Wescoe Hall houses administrative and academic offices and classrooms for liberal arts and humanities departments.
It has about 60 classrooms; lecture halls named for College of Liberal Arts & Sciences Dean George R. Waggoner and Graduate School Dean William P. Albrecht; 300 faculty offices; the departments of English, history, philosophy, classics, French and Italian, Spanish and Portuguese, East Asian, Germanic and Slavic languages and literatures, and Jewish studies; the School of Public Affairs & Administration; the Ermal Garinger Academic Resource Center; and the Underground food court.
Projects since 2008 have repaired and modernized the hall’s mechanical systems, remodeled offices and classrooms in the east wing, and installed energy-saving lighting systems and new ventilation systems.
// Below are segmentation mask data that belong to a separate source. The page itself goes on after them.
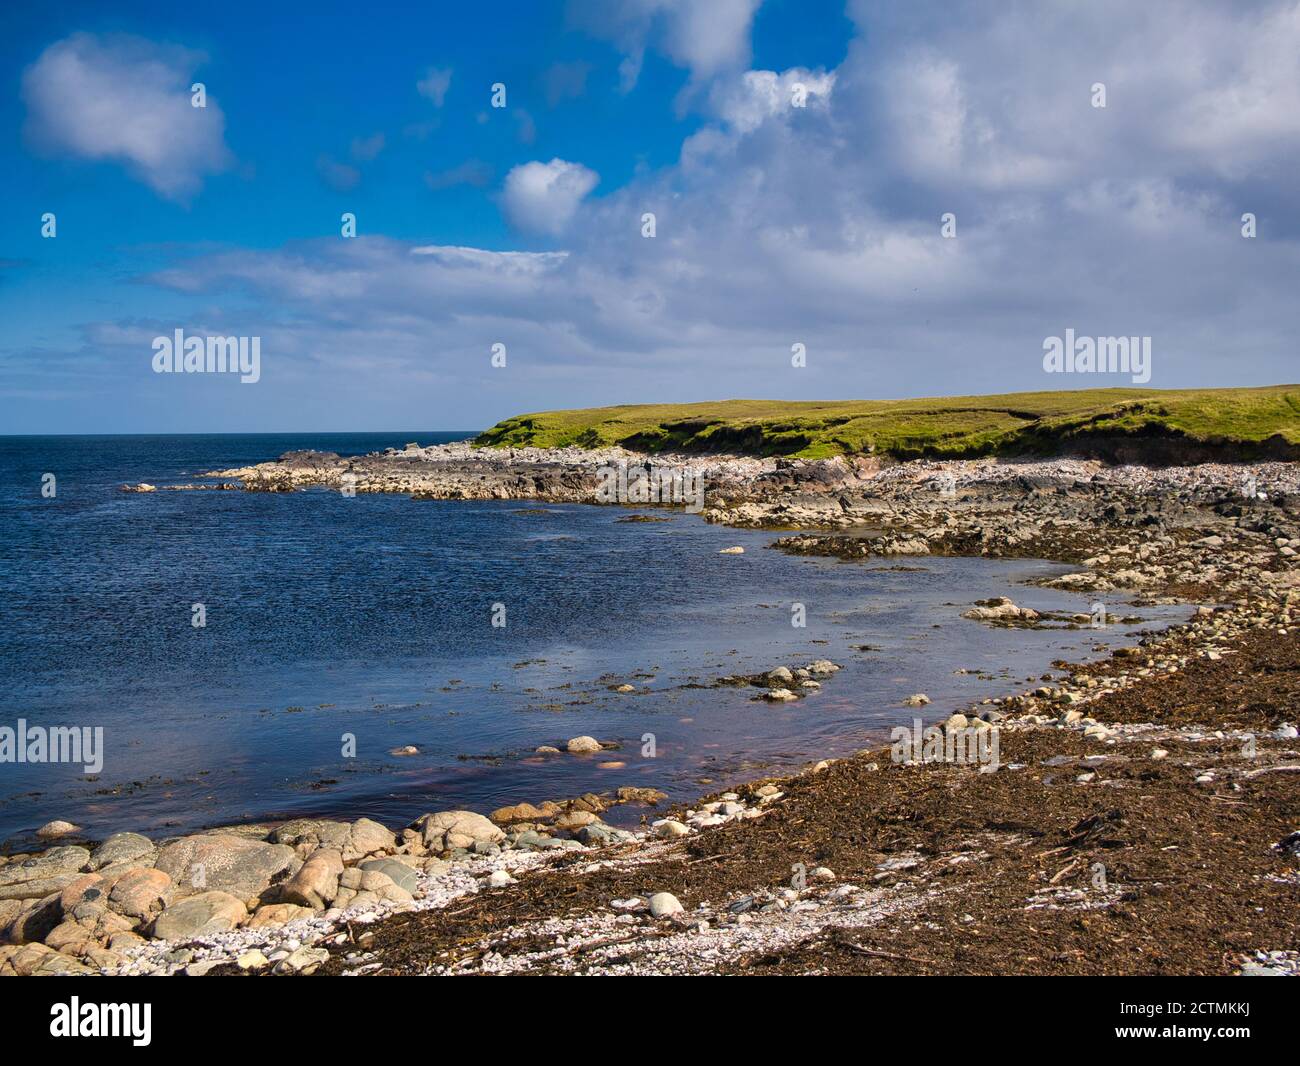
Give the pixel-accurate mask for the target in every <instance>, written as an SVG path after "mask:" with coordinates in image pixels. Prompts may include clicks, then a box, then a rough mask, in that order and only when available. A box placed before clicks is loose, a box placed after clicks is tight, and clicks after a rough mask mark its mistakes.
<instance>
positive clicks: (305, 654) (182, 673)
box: [0, 432, 1186, 840]
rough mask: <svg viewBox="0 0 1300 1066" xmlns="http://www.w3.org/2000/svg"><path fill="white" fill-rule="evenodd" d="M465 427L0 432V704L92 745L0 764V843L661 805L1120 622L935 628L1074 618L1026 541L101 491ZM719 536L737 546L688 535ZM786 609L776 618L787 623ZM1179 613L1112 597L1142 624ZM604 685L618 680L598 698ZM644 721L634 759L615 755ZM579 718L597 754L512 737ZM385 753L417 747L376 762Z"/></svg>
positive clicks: (209, 494)
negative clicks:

A 24,000-square-foot remodeling of the southwest side of Wescoe enclosed two floors of terraces and created about 80 offices and meeting rooms for the departments of history and Spanish and Portuguese.
In the 1960s Chancellor W. Clarke Wescoe (1960-69) began lobbying for a central humanities classroom/office building that would unite departments scattered all over campus. By 1969, Haworth Hall and its neighbor Robinson Gymnasium, both opened before 1910 in the heart of campus, were razed in preparation for the new building.
Initially a Wichita architecture firm planned a 25-story building with parking; lack of money and the loss of federal funding made a less imposing structure necessary. The architectural firm of Horst, Terrill & Karst of Topeka designed a four-story, cast-concrete modernist building set into the hillside.
In the two years the site stood empty, it was dubbed “Wescoe Hole” and became a meeting place for Vietnam War protestors. Construction began in May 1971, and the first classes were offered in fall 1973. The $7.8 million hall, named for Wescoe, was dedicated April 20, 1974.